New Legal Developments - Quebec

  • August 19, 2015

Changes to Federal Investment Regulations

On March 25, 2015, the federal government registered amendments to the regulations of the Pension Benefits Standards Act, 1985 and the Pooled Registered Pension Plans Act. A few provisions came into force April 1, 2015, with the bulk to come into force on July 1, 2016. Certain jurisdictions have adopted the federal investment rules by reference: Ontario, British Columbia, Alberta, Saskatchewan, Manitoba and Newfoundland & Labrador. Highlights of the changes introduced are listed below.

(a) Defined contribution (DC) framework

Retired employees who have a DC pension plan will now have the option of receiving variable benefits, in an amount between the minimum established by the Income Tax Act and a maximum based on the value of the retiree’s DC account.

(b) Investment rules

The current investment rules prohibiting more than 10% of a pension fund’s assets being invested in a single entity (or related group of entities), were amended to say it will now depend on the market value at the time of transaction, rather than purchase price (book value).

Another investment rule prohibits investments in entities related to the administrator of the plan.

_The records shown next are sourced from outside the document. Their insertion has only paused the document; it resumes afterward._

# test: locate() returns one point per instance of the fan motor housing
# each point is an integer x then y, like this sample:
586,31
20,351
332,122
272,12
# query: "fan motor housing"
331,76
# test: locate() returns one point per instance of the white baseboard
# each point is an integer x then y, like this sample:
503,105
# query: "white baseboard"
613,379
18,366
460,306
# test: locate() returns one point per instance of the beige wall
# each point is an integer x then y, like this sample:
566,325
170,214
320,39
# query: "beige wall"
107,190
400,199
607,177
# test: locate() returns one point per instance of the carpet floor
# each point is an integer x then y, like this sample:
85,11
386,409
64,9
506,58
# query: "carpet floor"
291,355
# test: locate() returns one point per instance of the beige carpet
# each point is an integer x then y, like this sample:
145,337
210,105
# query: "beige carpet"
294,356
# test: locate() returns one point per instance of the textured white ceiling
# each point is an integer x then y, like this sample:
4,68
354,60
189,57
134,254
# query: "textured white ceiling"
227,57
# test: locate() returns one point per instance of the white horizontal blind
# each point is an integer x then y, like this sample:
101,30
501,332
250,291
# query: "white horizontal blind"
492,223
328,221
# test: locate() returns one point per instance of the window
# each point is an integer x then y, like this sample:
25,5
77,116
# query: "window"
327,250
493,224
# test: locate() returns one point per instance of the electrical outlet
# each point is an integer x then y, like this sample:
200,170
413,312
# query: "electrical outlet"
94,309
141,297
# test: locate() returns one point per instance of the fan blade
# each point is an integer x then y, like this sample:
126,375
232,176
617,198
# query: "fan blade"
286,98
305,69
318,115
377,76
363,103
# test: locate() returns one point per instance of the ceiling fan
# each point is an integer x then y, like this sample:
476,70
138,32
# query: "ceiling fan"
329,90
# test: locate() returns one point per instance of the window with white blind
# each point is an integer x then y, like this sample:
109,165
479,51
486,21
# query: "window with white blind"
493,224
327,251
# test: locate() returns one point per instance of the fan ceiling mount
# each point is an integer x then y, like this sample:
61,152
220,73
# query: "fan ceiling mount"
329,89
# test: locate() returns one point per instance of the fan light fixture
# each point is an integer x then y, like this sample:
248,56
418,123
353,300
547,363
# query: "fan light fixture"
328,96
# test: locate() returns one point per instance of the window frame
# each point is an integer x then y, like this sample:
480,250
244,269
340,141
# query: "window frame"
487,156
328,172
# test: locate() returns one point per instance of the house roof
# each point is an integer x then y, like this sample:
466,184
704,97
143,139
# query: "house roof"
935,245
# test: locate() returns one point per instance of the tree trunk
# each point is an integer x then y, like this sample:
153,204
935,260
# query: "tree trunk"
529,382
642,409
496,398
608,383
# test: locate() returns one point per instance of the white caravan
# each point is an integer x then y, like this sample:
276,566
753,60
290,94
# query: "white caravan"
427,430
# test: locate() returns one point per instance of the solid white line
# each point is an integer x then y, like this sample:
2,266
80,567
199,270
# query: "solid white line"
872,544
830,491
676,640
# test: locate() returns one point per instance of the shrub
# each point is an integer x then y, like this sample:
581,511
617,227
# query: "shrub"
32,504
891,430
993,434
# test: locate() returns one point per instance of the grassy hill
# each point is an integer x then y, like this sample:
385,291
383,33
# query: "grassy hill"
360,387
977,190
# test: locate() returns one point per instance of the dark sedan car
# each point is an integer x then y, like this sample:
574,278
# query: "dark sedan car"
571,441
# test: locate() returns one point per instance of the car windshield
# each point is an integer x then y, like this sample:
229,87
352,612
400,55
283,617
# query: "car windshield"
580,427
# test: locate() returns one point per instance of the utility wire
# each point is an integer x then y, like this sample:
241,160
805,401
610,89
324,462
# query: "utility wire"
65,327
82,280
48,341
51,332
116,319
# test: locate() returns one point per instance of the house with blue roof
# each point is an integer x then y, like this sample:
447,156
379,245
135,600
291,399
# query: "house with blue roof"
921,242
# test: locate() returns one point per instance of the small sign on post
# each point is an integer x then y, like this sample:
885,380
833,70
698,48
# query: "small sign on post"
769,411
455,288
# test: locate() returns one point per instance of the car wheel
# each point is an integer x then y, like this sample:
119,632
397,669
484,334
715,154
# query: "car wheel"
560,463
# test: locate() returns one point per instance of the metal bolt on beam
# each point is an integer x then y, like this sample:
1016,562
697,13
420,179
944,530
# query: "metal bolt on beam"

The new amendments permit administrators to make related-party investments if they are made by purchasing an investment fund that is available to third parties, a trust fund or a segregated fund.

There is a five year period for administrators to come into compliance with the new rules from the date the rules come into effect.

(c) Disclosure

Administrators will now have enhanced disclosure obligations, including annual statements that must contain details such as the objective of the investment type, the degree of risk, the ten largest asset holdings, performance history, and target asset allocation.

The amending regulations are available online.